‘MANCHustifications’

At this year’s International Semantic Web Conference ISWC 2011, Manchester will be heavily present with 4 papers in the research track, of which 2 focus on justifications.

In the first one, which we presented in similar form at DL, we discuss our user study on the cognitive complexity of OWL justifications. It is quite interesting that, despite the fairly large body of work on explanation for entailments, there have only been few attempts at analysing the effectiveness of explanation approaches with regard to how understandable they are to the average OWL user. Starting with fine-grain justifications (Kalyanpur, Parsia, Cuenca-Grau, DL 2006) which were then defined formally as laconic & precise justifications (Horridge, Parsia, Sattler, ISWC 2008 – won best paper award at the conference), there has been a line of research dealing with making justifications easier to understand by removing superfluous parts (i.e. parts of the axioms in the justification that are not necessary for the entailment to hold). The notion of (non-)laconicity is based on the assumption that superfluous parts distract the user and therefore make it harder to understand why the entailment holds – which, intuitively, seems sound. Moving away from distracting parts only, we want to have a general picture of how easy or difficult justifications are to understand, and why. These ideas are captured in a complexity model (again, Horridge, Parsia, Sattler) which considers certain properties of a justification and the respective entailment, and gives us a score for the cognitive complexity, or hardness of the justification. The considerations behind this model, issues related with cognitive issues, and the validation of the model are discussed in the paper “The Cognitive Complexity of OWL Justifications”, which we’re presenting at ISWC in October.
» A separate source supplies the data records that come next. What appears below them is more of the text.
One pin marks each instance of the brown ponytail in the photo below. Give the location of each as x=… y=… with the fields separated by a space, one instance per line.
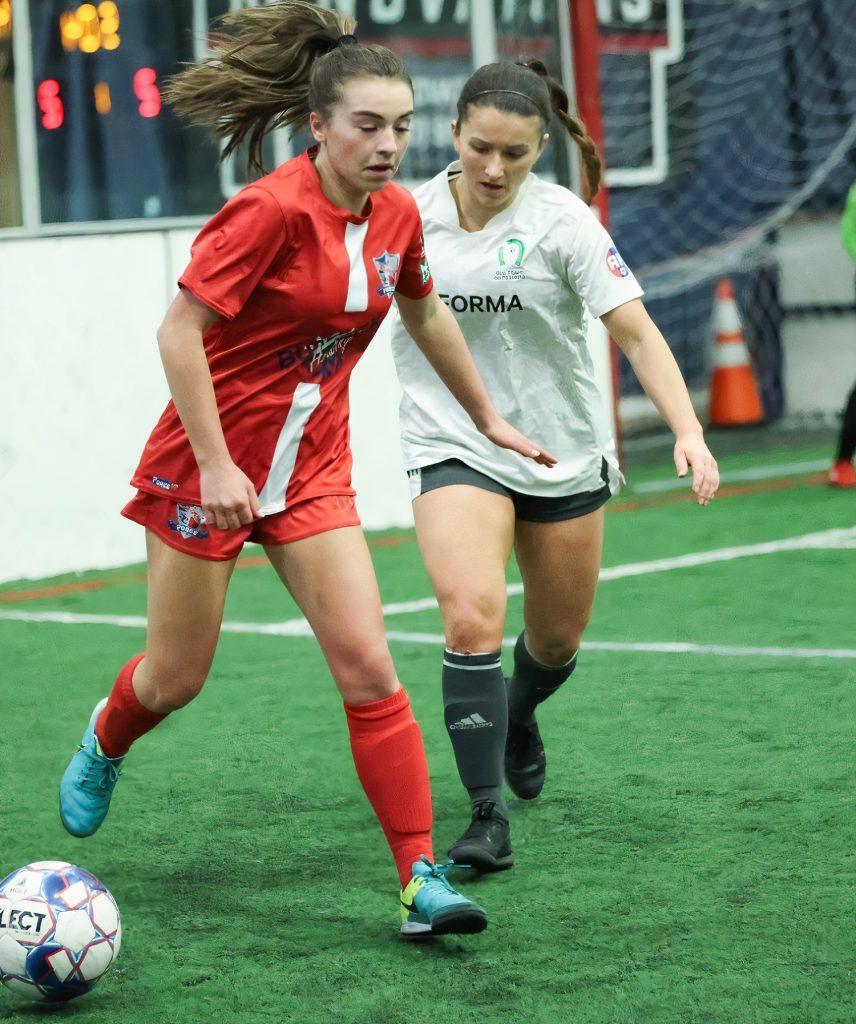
x=525 y=87
x=572 y=123
x=274 y=66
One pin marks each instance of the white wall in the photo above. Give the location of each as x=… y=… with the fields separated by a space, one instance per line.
x=81 y=386
x=819 y=351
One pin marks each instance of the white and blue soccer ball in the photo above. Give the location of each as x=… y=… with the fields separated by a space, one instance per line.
x=59 y=931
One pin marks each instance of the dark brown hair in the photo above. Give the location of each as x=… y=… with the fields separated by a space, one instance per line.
x=525 y=87
x=274 y=66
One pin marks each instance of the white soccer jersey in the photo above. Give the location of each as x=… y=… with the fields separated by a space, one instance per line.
x=519 y=289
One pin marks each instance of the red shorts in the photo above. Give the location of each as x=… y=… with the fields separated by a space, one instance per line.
x=182 y=526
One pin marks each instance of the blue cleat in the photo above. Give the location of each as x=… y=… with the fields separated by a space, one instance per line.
x=88 y=783
x=430 y=905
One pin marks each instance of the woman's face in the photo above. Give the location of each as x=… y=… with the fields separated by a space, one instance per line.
x=498 y=151
x=366 y=136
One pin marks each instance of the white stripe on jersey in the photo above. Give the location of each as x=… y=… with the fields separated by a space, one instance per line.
x=272 y=496
x=357 y=299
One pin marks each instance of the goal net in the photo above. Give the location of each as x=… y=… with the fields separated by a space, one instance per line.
x=730 y=139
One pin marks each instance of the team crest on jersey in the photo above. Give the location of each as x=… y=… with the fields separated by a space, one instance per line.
x=159 y=481
x=510 y=257
x=616 y=265
x=387 y=266
x=189 y=521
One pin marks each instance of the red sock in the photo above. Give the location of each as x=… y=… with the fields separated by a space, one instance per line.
x=390 y=762
x=124 y=719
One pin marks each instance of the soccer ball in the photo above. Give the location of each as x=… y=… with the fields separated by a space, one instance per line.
x=59 y=931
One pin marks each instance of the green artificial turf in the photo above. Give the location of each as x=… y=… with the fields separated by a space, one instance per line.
x=691 y=858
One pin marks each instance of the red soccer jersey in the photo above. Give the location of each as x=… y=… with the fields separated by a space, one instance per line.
x=301 y=287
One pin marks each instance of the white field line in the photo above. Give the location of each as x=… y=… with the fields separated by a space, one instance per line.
x=735 y=476
x=828 y=539
x=721 y=650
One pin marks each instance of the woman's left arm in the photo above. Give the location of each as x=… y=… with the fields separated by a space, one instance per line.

The second paper is part of my own PhD research and deals with “The justificatory structure of the NCBO BioPortal Ontologies”. Again, this is a topic which has hardly been touched yet by other researchers who deal with explanation in the form of minimal entailing subsets (i.e. MinAs, MUPS  – if for unsatisfiable classes, justifications… maybe we should simply call them MEHs – minimal entailment-having subsets?). While we generally focus on a) finding efficient mechanisms for computing all MEHs, errmm, justifications, or b) analysing the cognitive complexity of individual justifications, there is only a small body of work that looks at multiple justifications. This seems an obvious step, since we know that considering individual justifications for an entailment in isolation does not give us the full picture of why an entailment holds in an ontology. The consequences can be only partial understanding, ineffectual repair attempts, or over-repair (removing or modifying more than necessary). Further, we even know that those multiple justification have relations between them, as they can share axioms, entail each other, be subsets of one another (if we consider justifications for multiple entailments), etc.  To which degree multiple justifications occur in an ontology, and what relations there are between them, can tell us more about the ontology than the simple metrics we see in ontology editors – in the paper I call it ‘making implicit structure explicit’. An analysis of the prevalence of multiple justifications and their relations in a set of BioPortal ontologies is the focus of the paper, which, again, will be turned into a talk at ISWC.

And, in a amusing move, we have had the research track session which contains the two talks named after us: The ISWC organisers decided to call it “MANCHustifications”. You know where you can find us.